A Couple Personal Notes for the DRC Reading Community
Caleb Stegall
I’ve started a weekly column here.
Probably the most significant abortion litigation in the country right now just became public: story here. (Let ‘er rip, SteveZ!)
Adventures in politics here. Email me if you want to contribute!
Regarding the last, and the previous post and comment—for all you BFers, I hear Chellis has political aspirations, you need to recruit him for Beaver County DA.
stevez
May 7th, 2008 at 2:32 pm
Sorry, let what rip? Despite the typical, swirling comments around whatever this is that is going on, sure sounds to me like America is working, more or less. Maybe not to the satisfaction of the various observers here and there who may have been duped by the notion of exact justice and the stuff of paranoid punditry and fantastical sensationalism which attends it. But something tells me such dissatisfaction means America is working. I’m good. Should I not be…?
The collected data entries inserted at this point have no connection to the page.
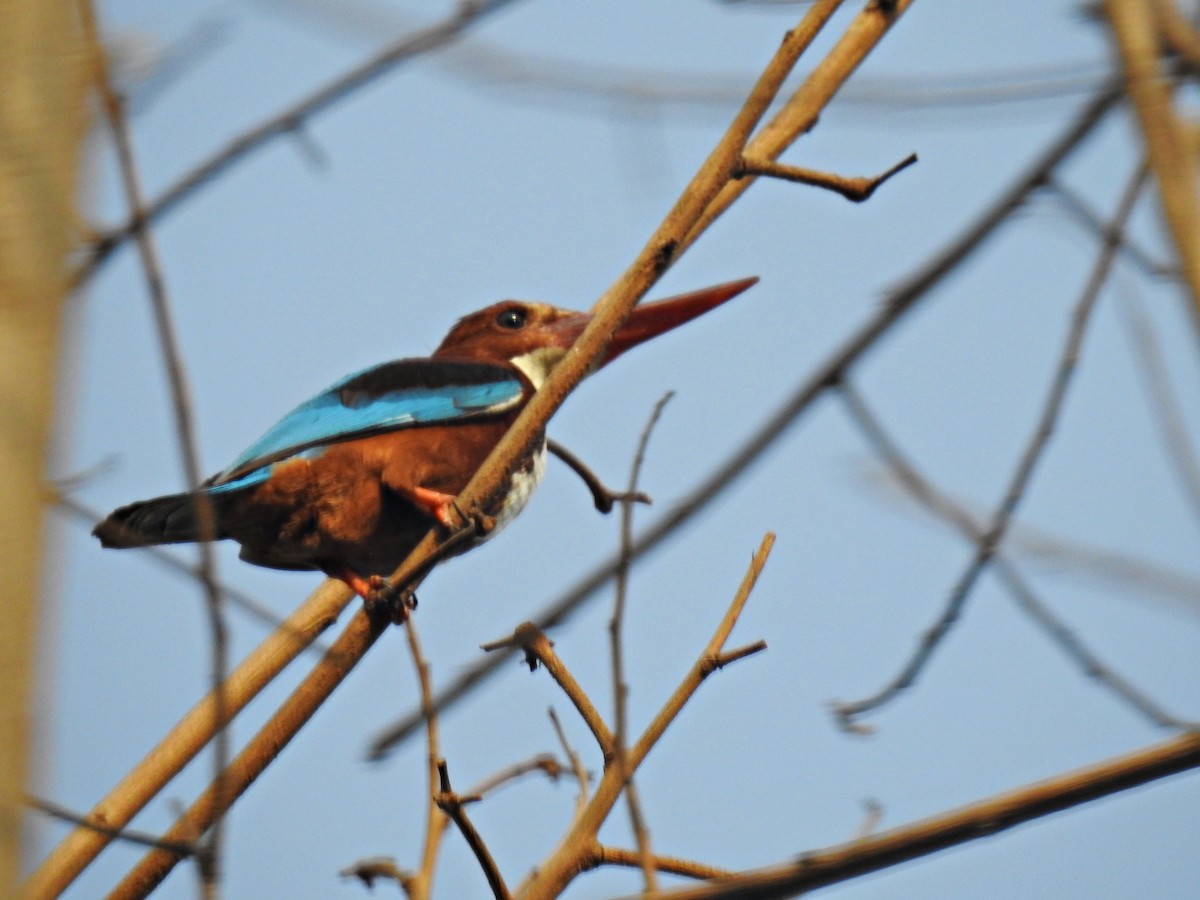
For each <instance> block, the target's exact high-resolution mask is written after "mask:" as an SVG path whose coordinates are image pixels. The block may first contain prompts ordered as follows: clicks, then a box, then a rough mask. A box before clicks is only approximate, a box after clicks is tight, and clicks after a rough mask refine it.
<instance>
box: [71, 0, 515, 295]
mask: <svg viewBox="0 0 1200 900" xmlns="http://www.w3.org/2000/svg"><path fill="white" fill-rule="evenodd" d="M511 1H512V0H462V1H461V2H460V4H458V6H457V8H456V10H455V11H454V12H452V13H451V14H450V16H449V17H446V18H445V19H444V20H443V22H439V23H438V24H436V25H431V26H428V28H424V29H420V30H418V31H414V32H412V34H409V35H404V36H403V37H401V38H400V40H397V41H395V42H394V43H391V44H389V46H388V47H385V48H384V49H383V50H380V52H379V53H377V54H376V55H374V56H372V58H371V59H368V60H366V61H365V62H362V64H360V65H358V66H355V67H354V68H352V70H350V71H349V72H346V73H344V74H342V76H340V77H338V78H336V79H334V80H332V82H330V83H329V84H326V85H324V86H322V88H319V89H318V90H316V91H314V92H312V94H310V95H308V96H307V97H305V98H304V100H301V101H299V102H298V103H295V104H294V106H292V107H289V108H288V109H284V110H283V112H282V113H278V114H277V115H275V116H272V118H271V119H268V120H266V121H264V122H262V124H259V125H257V126H254V127H253V128H251V130H250V131H247V132H244V133H242V134H239V136H238V137H236V138H234V139H233V140H232V142H229V144H227V145H226V146H224V148H222V149H221V150H218V151H217V152H216V154H214V155H212V156H210V157H209V158H208V160H205V161H204V162H202V163H200V164H199V166H197V167H196V168H194V169H192V170H191V172H190V173H187V174H186V175H184V176H182V178H181V179H179V181H176V182H175V184H174V185H172V186H170V187H168V188H167V190H166V191H163V193H162V194H161V196H158V197H156V198H155V199H154V202H152V203H149V204H146V205H145V206H144V208H143V209H142V210H140V211H139V212H137V214H131V217H130V220H128V221H127V222H126V223H124V224H121V226H119V227H116V228H114V229H112V230H109V232H107V233H104V234H102V235H101V236H100V238H98V239H97V240H96V242H95V244H94V246H92V248H91V253H90V256H89V257H88V258H86V259H85V260H84V262H83V263H82V264H80V266H79V271H77V272H76V276H74V280H76V283H77V284H79V283H82V282H83V281H85V280H86V278H88V277H90V275H91V274H92V272H94V271H95V270H96V268H97V266H100V265H101V264H102V263H103V262H104V260H106V259H107V258H108V257H109V254H110V253H112V252H113V251H114V250H116V248H118V247H120V246H121V245H122V244H125V241H127V240H128V239H130V238H131V236H133V234H134V232H137V230H138V229H139V228H142V227H144V224H148V223H150V222H154V221H155V220H157V218H158V217H160V216H162V215H164V214H167V212H169V211H170V210H173V209H174V208H175V206H176V205H178V204H179V203H181V202H182V200H185V199H187V198H188V197H190V196H191V194H192V193H193V192H194V191H196V190H197V188H199V187H203V186H204V185H205V184H208V182H209V181H211V180H212V179H214V178H216V176H217V175H220V174H222V173H223V172H226V170H227V169H228V168H229V167H230V166H233V164H234V163H236V162H239V161H240V160H241V158H242V157H245V156H248V155H250V154H252V152H254V151H256V150H259V149H260V148H263V146H265V145H266V144H268V143H269V142H271V140H274V139H275V138H278V137H283V136H287V134H302V133H304V128H305V126H306V125H307V124H308V121H311V120H312V119H314V118H316V116H318V115H320V114H322V113H324V112H325V110H326V109H329V108H330V107H332V106H335V104H336V103H338V102H340V101H342V100H344V98H346V97H347V96H349V95H352V94H353V92H354V91H356V90H358V89H360V88H362V86H364V85H366V84H370V83H371V82H373V80H374V79H377V78H379V77H382V76H384V74H386V73H388V72H390V71H391V70H394V68H395V67H396V66H397V65H400V64H401V62H406V61H408V60H410V59H413V58H414V56H419V55H421V54H422V53H428V52H431V50H436V49H438V48H442V47H445V46H446V44H449V43H451V42H454V41H455V40H456V38H458V37H460V36H462V34H463V32H464V31H466V30H467V29H469V28H470V26H473V25H475V24H476V23H478V22H479V20H480V19H482V18H484V17H485V16H487V14H488V13H492V12H496V11H497V10H499V8H500V7H502V6H505V5H508V4H509V2H511Z"/></svg>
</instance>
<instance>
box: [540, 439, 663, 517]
mask: <svg viewBox="0 0 1200 900" xmlns="http://www.w3.org/2000/svg"><path fill="white" fill-rule="evenodd" d="M546 449H547V450H550V452H552V454H553V455H554V456H557V457H558V458H559V460H562V461H563V462H565V463H566V464H568V466H569V467H570V469H571V472H574V473H575V474H576V475H578V476H580V478H581V479H582V480H583V484H584V485H587V486H588V490H589V491H590V492H592V502H593V503H594V504H595V506H596V509H598V510H599V511H600V512H604V514H605V515H607V514H608V512H612V506H613V504H614V503H620V502H623V500H626V499H628V500H631V502H634V503H646V504H649V502H650V498H649V497H648V496H647V494H644V493H640V492H637V491H635V492H632V493H617V492H613V491H611V490H608V487H606V486H605V484H604V481H601V480H600V479H599V478H598V476H596V474H595V473H594V472H593V470H592V469H589V468H588V466H587V463H584V462H583V460H581V458H580V457H578V456H576V455H575V454H572V452H571V451H570V450H568V449H566V448H565V446H563V445H562V444H559V443H558V442H557V440H553V439H551V438H547V439H546Z"/></svg>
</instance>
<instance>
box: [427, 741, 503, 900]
mask: <svg viewBox="0 0 1200 900" xmlns="http://www.w3.org/2000/svg"><path fill="white" fill-rule="evenodd" d="M438 775H439V779H440V790H439V792H438V793H437V794H436V796H434V800H436V802H437V804H438V806H439V808H440V809H442V811H443V812H445V814H446V815H448V816H449V817H450V818H451V820H452V821H454V823H455V824H456V826H457V827H458V830H460V832H462V836H463V838H464V839H466V841H467V845H468V846H469V847H470V851H472V852H473V853H474V854H475V859H476V860H478V862H479V868H480V869H482V870H484V876H485V877H486V878H487V886H488V887H490V888H491V889H492V894H493V895H494V896H496V900H508V898H509V889H508V888H506V887H505V884H504V877H503V876H502V875H500V870H499V869H498V868H497V865H496V860H494V859H492V854H491V852H490V851H488V850H487V845H486V844H485V842H484V839H482V838H481V836H480V834H479V832H476V830H475V826H473V824H472V823H470V818H468V816H467V810H466V809H464V808H463V806H464V804H467V803H469V802H472V800H473V799H474V800H478V799H479V798H478V797H474V798H472V797H460V796H458V794H456V793H455V792H454V788H452V787H451V786H450V770H449V769H448V768H446V763H445V760H442V761H440V762H439V763H438Z"/></svg>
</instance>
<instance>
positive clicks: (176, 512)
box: [91, 492, 227, 547]
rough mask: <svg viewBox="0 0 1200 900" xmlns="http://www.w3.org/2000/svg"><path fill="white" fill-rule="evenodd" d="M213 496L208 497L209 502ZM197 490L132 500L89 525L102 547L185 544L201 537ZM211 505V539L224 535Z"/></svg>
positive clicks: (199, 539) (219, 517)
mask: <svg viewBox="0 0 1200 900" xmlns="http://www.w3.org/2000/svg"><path fill="white" fill-rule="evenodd" d="M212 500H214V498H210V500H209V502H210V503H212ZM198 502H203V500H199V498H198V494H197V493H192V492H188V493H173V494H168V496H166V497H155V498H154V499H151V500H140V502H138V503H131V504H130V505H128V506H121V508H120V509H118V510H113V512H110V514H109V516H108V518H106V520H104V521H103V522H101V523H100V524H98V526H96V527H95V528H94V529H92V532H91V533H92V534H95V535H96V536H97V538H100V542H101V545H102V546H104V547H146V546H150V545H152V544H186V542H188V541H198V540H200V538H202V535H200V527H199V516H198V514H197V505H198ZM212 505H214V510H212V512H214V515H215V516H216V520H217V524H216V529H215V530H216V534H214V535H212V538H214V540H216V539H221V538H224V536H227V535H226V534H224V533H223V532H222V529H221V524H220V521H221V518H220V510H218V509H217V508H216V503H212Z"/></svg>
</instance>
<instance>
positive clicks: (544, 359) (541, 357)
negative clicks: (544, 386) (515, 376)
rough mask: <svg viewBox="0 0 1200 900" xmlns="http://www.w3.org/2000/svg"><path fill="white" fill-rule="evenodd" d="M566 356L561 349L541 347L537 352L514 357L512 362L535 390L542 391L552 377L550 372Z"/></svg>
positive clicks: (556, 348) (562, 350)
mask: <svg viewBox="0 0 1200 900" xmlns="http://www.w3.org/2000/svg"><path fill="white" fill-rule="evenodd" d="M565 355H566V350H564V349H562V348H560V347H539V348H538V349H536V350H529V353H522V354H521V355H520V356H514V358H512V360H511V361H512V365H514V366H516V367H517V368H520V370H521V372H522V373H523V374H524V377H526V378H528V379H529V382H530V383H532V384H533V388H534V390H541V385H544V384H545V383H546V378H548V377H550V370H552V368H553V367H554V366H557V365H558V364H559V362H560V361H562V359H563V356H565Z"/></svg>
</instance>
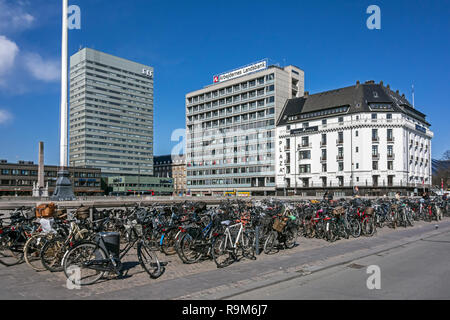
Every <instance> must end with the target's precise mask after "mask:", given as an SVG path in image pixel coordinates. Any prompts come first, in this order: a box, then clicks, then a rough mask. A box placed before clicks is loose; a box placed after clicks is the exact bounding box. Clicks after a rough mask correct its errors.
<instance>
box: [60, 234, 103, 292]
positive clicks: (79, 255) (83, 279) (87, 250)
mask: <svg viewBox="0 0 450 320" xmlns="http://www.w3.org/2000/svg"><path fill="white" fill-rule="evenodd" d="M106 259H108V258H107V256H106V252H105V251H104V250H103V249H102V248H100V247H99V246H97V244H95V243H94V242H81V243H79V244H78V245H76V246H74V247H73V248H71V249H70V250H69V251H68V252H67V254H66V255H65V256H64V260H63V270H64V274H65V275H66V277H67V279H68V281H70V282H71V283H72V285H74V286H76V285H80V286H86V285H90V284H93V283H95V282H97V281H98V280H99V279H100V278H101V277H103V276H104V274H105V273H106V272H105V271H100V270H95V269H94V268H93V267H90V266H89V263H93V262H95V261H97V260H106Z"/></svg>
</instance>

Best on your aspirations; looks like heady times for the good Father.
D Hart
May 12th, 2008 at 11:02 am
Shucks, I was hoping for a food fight.
stevez
May 13th, 2008 at 9:23 am
With all due respect to John Belushi, Darryl, all things done in a good and decent order. Besides, I’m still wiping mashed potatoes from my ears.
stevez
May 14th, 2008 at 3:06 pm
I wonder if I was supposed to say something about how Calvinism might suggest a veer from typical abortion discussions, like how so-called “pro-life” rhetoric can, in an age that outfits children in head-to-toe crash gear to pedal twenty-three feet to a neighbor’s, end up championing the doctrines of creaturely comfort and ease; or the denial of the realities with which all sinners must live; or the idea that one class of human beings somehow deserves to be less subject to the sort of discomforts, pains, sufferings and death the rest are? Or how, if the reasoning is an appeal to the dignity of life, why are some entitled to less of its indignities than others? Or was I supposed to ask whether it is really so unfathomable that a policy could reasonably be in place wherein some of us might end up losing our lives? I mean, it seems to me that happens every day and very few bat an eye. I realize certain forms of political correctness say we ought not ask such questions or that they are to be easily dismissed without merit.
But is that how one starts a food fight?
Andrew Matthews
May 16th, 2008 at 3:22 pm
Well, Steve, I for one am interested in how you think Calvinism contributes anything at all the the abortion discussion. Isn’t the W2K line that Christianity has nothing unique to contribute to political questions?
I’m also interested in seeing how you argue that “pro-life rhetoric” ends up championing the social ends of creaturely comfort and ease, and how belief that the most vulnerable among us should be protected translates into a denial of the harsh realities of life. It seems very possible to me to deplore and work against the “culture of comfort” while at the same time honoring and protecting the image of God.
Does Steve, the fire-breathing Calvinist, have a robust doctrine of man that goes along with his doctrine of God?
You also asked Steve, “how, if the reasoning is an appeal to the dignity of life, why are some entitled to less of its indignities than others?”
It’s hard for me to understand what you mean here. Are you asking why unborn children should be less exposed to life’s indignities than others? Or, is this obfuscation to cloak the fact that you think unborn children should enjoy less legal protection than the born?
You also asked, “Or was I supposed to ask whether it is really so unfathomable that a policy could reasonably be in place wherein some of us might end up losing our lives?”
By “reasonable policy”, I suppose you mean the legal right to have an abortion. While it is true there are many policies where “some of us…end up losing our lives,” I can only think of one (policy) where the intent is to positively sanction the taking of human life (or the choice to do so) for convenience’ sake. And in this lies the vast moral difference between legal abortion and other policies that inadvertently result in loss of life.
What good is Calvinistic tough-mindedness when simple moral distinctions such as this can’t be made?